The same set of conditions was also used in the synthesis of a brassinosteroid by Rivera et al. in 2004;⁴¹ the alkenes were oxidised to the corresponding syn-diols in good yields (Scheme 29).

Scheme 29

Chandrasekaran et al. described the synthesis of a tetralkylammonium permanganate species, which can then be used in homogeneous anhydrous syn-dihydroxylation reactions. Addition of cetyltrimethylammonium bromide (CTABr) to potassium permanganate led to the formation of cetyltrimethylammonium permanganate (CTAP).⁴²Alkenes were then treated with CTAP in CH₂Cl₂ or t-BuOH (Scheme 30).

Scheme 30

Ayari et al. have performed comparative studies of the homogeneous potassium and tetralkylammonium permanganate conditions, and heterogeneous conditions with a phase-transfer catalyst on perfluorinated substrates.³⁴ They found that for these substrates, the tetralkylammonium permanganate conditions led to the best results in all cases (Scheme 31).

Scheme 31 Reagents and conditions: (i) KMnO₄, Aliquat 336 (5 mol%), MeOH (30%), H₂O, NaOH, 24 h; (ii) KMnO₄, acetone, 0 °C, 5 h; (iii) CTAP, CH₂Cl₂, 0 °C to rt, 20 h.

Hazra et al. combined the phase transfer catalyst BTMAOH (benzyltrimethylammonium hydroxide) and TDTAP (tetradecyltrimethylammonium permanganate) in their synthesis of homobrassinolide.⁴³ The syn-dihydroxylation was totally chemoselective for oxidation of the cyclohexene ring and afforded the desired diol in good yield (Scheme 32).

Scheme 32 Reagents and conditions: (i) TDTAP, BTMAOH, t-BuOH, CH₂Cl₂, 3 °C TO 28 °C, 2 h.
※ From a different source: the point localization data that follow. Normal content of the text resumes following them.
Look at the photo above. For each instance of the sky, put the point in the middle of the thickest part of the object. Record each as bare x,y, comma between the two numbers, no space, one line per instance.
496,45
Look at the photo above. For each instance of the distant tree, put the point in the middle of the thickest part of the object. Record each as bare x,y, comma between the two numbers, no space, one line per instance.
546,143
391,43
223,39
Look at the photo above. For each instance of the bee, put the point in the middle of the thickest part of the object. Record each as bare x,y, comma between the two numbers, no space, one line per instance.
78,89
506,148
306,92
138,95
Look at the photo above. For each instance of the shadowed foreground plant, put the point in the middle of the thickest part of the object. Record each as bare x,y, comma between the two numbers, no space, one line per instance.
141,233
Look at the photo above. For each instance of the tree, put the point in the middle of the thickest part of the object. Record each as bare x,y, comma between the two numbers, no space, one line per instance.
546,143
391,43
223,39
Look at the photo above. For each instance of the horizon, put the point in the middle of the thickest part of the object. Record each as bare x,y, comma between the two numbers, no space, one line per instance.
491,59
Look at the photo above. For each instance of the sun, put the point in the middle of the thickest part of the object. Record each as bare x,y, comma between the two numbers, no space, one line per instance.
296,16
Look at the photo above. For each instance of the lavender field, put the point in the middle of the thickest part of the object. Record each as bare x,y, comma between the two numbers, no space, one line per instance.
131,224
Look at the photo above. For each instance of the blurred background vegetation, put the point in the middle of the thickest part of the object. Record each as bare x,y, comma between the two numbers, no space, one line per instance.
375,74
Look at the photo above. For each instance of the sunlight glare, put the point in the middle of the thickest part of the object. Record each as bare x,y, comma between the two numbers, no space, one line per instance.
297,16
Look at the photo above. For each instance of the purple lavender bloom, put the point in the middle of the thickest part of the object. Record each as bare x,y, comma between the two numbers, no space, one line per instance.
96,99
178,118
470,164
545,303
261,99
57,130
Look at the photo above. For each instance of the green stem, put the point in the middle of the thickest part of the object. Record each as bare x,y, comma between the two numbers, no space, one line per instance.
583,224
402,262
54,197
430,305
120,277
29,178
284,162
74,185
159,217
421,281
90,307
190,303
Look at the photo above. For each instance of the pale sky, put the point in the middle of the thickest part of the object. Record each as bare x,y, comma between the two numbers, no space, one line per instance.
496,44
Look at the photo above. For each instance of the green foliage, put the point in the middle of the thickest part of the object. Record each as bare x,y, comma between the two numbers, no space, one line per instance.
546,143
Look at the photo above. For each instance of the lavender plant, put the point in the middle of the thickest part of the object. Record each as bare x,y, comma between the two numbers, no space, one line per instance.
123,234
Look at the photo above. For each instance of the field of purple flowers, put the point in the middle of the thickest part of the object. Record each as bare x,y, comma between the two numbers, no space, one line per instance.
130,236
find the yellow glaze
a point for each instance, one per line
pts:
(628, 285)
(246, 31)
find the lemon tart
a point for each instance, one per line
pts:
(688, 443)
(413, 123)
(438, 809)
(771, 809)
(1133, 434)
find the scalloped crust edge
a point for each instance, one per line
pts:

Caycho et al. have reported the dihydroxylation of a rigid tricyclic diene using TEBAP (triethylbenzylammonium permanganate) in CH₂Cl₂ to afford the desired diol in good yield;⁴⁴ the rigidity of the structure led to unexpected epoxidation of the second double bond to afford a diol epoxide as a by-product (Scheme 33). The formation of the epoxide can be rationalised by formation of an oxomanganate intermediate, which can attack the second double bond, in an intramolecular manner.

Scheme 33

3.1.3 Catalytic manganese dihydroxylation. In 1999, de Vos et al. observed that significant amounts of cis-diol could be obtained during the epoxidation reaction of alkenes with the manganese complex Mn-tmtacn on solid support (Fig. 4) and using H₂O₂ as a reoxidant.⁴⁵

Fig. 4

This is the first example of a manganese-catalysed dihydroxylation (Scheme 34).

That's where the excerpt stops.